Dawn Taylor, Ph.D., an assistant professor of biomedical engineering at Case Western Reserve University, said the results of the study add a new dimension to brain-machine interface research. That UF researchers were able to train rats to use the robotic arm and then obtain significant results from animals lacking the mental prowess of primates or humans is also impressive, she said. _Source

This type of research is meant to develop into human research, of course, to help paralysed and disabled humans to learn to manipulate prosthetic arms and other aspects of their environment, mentally. Such goals are quite worthwhile and should be pursued. Sophisticated brain implants will learn to adapt to an individual's unique intra-brain communication signaling -- it will self-customise itself to fit each person whose brain it finds itself within.
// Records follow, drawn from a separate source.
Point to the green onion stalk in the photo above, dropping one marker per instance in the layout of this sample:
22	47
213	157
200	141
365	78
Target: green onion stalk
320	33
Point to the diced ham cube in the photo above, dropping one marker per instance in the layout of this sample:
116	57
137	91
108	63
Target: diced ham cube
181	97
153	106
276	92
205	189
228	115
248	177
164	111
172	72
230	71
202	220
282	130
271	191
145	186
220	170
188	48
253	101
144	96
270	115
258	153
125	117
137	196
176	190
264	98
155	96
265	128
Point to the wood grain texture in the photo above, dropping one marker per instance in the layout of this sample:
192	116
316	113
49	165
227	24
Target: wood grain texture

But the rat brain is far more capable of precise, real time adaptive behaviour in the real world than any human-made computer of such small size. In combat, a brain implant equipped rat could create total mayhem within the ranks of an opposing military, given the proper weapons and munitions. Will such rodent warriors take the form of Cyborgs or Grobycs? It depends upon the approach of their developers. Either way, such four legged commandos could pack quite a wallop.

You WILL Be Assimilated

The first step toward the creation of "deep cyborgs" may have been created at Caltech recently. The brain-machine interface pictured below may not look like the bridge to borg-hood, but it doesn't have to impress you. It just needs to work.
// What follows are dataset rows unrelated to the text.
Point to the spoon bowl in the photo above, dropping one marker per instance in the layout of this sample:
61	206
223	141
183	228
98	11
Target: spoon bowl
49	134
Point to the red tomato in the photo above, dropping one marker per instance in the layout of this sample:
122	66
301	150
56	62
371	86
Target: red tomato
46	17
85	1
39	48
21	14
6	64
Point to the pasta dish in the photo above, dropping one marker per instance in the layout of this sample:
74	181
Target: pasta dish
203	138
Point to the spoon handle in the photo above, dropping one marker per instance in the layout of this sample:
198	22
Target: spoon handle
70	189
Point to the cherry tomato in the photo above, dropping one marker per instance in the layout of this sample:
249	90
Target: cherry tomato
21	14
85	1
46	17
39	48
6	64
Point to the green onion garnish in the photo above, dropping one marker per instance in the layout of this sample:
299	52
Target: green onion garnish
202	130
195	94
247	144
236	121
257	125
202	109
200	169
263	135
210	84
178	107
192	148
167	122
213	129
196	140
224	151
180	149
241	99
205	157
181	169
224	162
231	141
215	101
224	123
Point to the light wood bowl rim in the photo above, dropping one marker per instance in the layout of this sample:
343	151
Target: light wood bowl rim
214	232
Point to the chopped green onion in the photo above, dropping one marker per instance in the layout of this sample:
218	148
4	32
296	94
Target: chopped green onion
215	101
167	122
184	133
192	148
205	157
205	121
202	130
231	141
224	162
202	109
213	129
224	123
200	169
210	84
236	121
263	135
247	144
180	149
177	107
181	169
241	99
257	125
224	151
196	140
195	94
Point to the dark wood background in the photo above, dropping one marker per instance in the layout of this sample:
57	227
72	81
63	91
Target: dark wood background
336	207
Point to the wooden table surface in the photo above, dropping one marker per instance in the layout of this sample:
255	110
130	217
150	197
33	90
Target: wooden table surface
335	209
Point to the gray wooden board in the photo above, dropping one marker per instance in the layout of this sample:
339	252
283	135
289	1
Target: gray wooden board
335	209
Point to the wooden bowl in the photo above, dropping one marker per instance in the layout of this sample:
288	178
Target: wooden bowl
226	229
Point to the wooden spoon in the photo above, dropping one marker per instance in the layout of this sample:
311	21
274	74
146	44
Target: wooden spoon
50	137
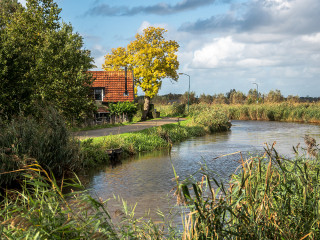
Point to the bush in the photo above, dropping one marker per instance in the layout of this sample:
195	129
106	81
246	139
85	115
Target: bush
269	198
45	139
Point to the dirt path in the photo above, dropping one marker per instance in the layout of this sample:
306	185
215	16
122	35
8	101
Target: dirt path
125	129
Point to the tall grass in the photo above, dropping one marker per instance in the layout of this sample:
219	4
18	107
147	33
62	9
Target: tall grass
42	211
269	198
164	136
293	112
47	139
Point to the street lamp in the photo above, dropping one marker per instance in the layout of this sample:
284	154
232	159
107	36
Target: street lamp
257	92
189	88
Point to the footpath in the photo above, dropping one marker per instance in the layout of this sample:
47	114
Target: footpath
125	129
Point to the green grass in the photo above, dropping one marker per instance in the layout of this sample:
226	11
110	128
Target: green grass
290	112
41	210
270	197
157	138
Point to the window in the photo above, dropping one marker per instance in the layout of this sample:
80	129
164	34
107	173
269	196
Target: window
98	94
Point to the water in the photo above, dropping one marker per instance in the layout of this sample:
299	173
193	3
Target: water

This is the 'first robotic approach to establishing an interface between computers and the brain by positioning electrodes in neural tissue.' According to the researchers, their approach 'could enhance the performance and longevity of emerging neural prosthetics, which allow paralyzed people to operate computers and robots with their minds.'

...This research work has been conducted at the Caltech Robotics Burdick Group by a team of engineers led by Michael Wolf, Joel Burdick, his mentor, Jorge Cham and Edward Branchaud.

Here is how Wolf describes the project. "Our approach consists of implanting a small robotic device (and accompanying control algorithm) with many individually-motorized electrodes that each autonomously locate, isolate, and track a neuron for long periods of time. To further complicate matters, we wish to find signals only from neurons dedicated ('tuned') to a particular task, say controlling an 'arm reach.'

..."As the electrodes are driven into the tissue, the software starts taking sample recordings to detect spikes of electrical activity at the electrode tip. When the software detects spikes, it moves forward in small increments and tracks how the signals change. After determining whether the signal has improved or gotten worse, it the algorithm moves the electrode to a new position and does more recording and comparing, driving the electrode in further if necessary until it finds the best signal. If the signal wanes, the algorithm will automatically adjust the electrode position to improve the signal."

The researchers say that they've designed their neuron-tracking algorithm by looking at software used by the U.S. military to track planes. They also say that even if it hasn't been done before, their "robotic interface could increase the life span of neural prosthetics."

This research work will be presented tomorrow at the 2008 IEEE International Conference on Robotics and Automation (ICRA 2008) currently held in Pasadena, California (May 19-23, 2008) during a session focused on "Bio-Inspired and Biomedical Robotics" under the name "A Miniature Robot for Isolating and Tracking Neurons in Extracellular Cortical Recordings." __Primidi

Here is the abstract .
Link to IEEE Spectrum article
PDF document of earlier (2005) presentation of concept

As brain-machine interfaces become more sophisticated and capable of two-way interaction, the possibility of humans controlling machines has to be seen alongside the possibility of machines controlling humans.